O desespero de Morris foi varrido violentamente quando jogou o acelerador para plena explosão; a pequena nave balançou e rolou enquanto subia a trilha de trânsito para a zona morta além.
Um grito rugiu enquanto o para-choque chicoteava as grades protetoras e depois o comercial apagou atrás dele. Ele desacelerou tremendo de miséria e fadiga.
A Terra estava à frente. Estaria em casa em breve. Talvez para uma boa noite de sono. Baixou o nariz da nave preparando-se para engatar no raio trator do campo de transferência de Chicago.

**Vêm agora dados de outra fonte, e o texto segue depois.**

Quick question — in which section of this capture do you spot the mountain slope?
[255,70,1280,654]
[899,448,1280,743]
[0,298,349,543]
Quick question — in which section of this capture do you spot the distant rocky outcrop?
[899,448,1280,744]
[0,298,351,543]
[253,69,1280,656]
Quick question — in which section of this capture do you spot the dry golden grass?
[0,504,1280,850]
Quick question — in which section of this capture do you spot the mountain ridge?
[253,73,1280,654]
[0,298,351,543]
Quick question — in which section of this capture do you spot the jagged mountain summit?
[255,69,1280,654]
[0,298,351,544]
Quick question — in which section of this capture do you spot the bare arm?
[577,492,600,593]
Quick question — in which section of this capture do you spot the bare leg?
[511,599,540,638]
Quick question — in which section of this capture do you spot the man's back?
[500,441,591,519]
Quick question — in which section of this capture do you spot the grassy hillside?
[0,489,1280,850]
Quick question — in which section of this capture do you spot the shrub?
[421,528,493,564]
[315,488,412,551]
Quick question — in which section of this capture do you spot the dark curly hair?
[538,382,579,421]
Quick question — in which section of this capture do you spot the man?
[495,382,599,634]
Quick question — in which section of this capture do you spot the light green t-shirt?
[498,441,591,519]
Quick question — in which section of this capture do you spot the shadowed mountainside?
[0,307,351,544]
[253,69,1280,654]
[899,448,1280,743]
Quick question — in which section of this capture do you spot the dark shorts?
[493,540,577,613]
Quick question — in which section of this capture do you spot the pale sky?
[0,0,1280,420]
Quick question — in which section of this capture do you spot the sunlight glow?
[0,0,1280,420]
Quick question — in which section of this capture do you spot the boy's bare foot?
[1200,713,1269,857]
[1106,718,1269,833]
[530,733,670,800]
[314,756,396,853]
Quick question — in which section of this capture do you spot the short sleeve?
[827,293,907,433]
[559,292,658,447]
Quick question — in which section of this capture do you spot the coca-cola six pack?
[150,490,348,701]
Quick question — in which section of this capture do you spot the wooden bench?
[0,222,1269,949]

— O melhor regulador de metabolismo do mercado — gritou o robô de vendas. — Garantido
para manter um equilíbrio endócrino perfeito, ou o seu dinheiro de volta!

Morris empurrou cansadamente o robô, subindo a calçada deslizante em direção ao bloco residencial que continha sua unidade de vida. O robô seguiu-o por alguns passos, então o esqueceu e apressou-se a chegar em outro viajante sombrio.

— Todas as notícias enquanto são novidade — uma voz metálica acertou-o. — Tenha um vídeo retinal instalado no seu olho menos usado. Mantenha contato com o mundo; não espere por notícias de hora em hora.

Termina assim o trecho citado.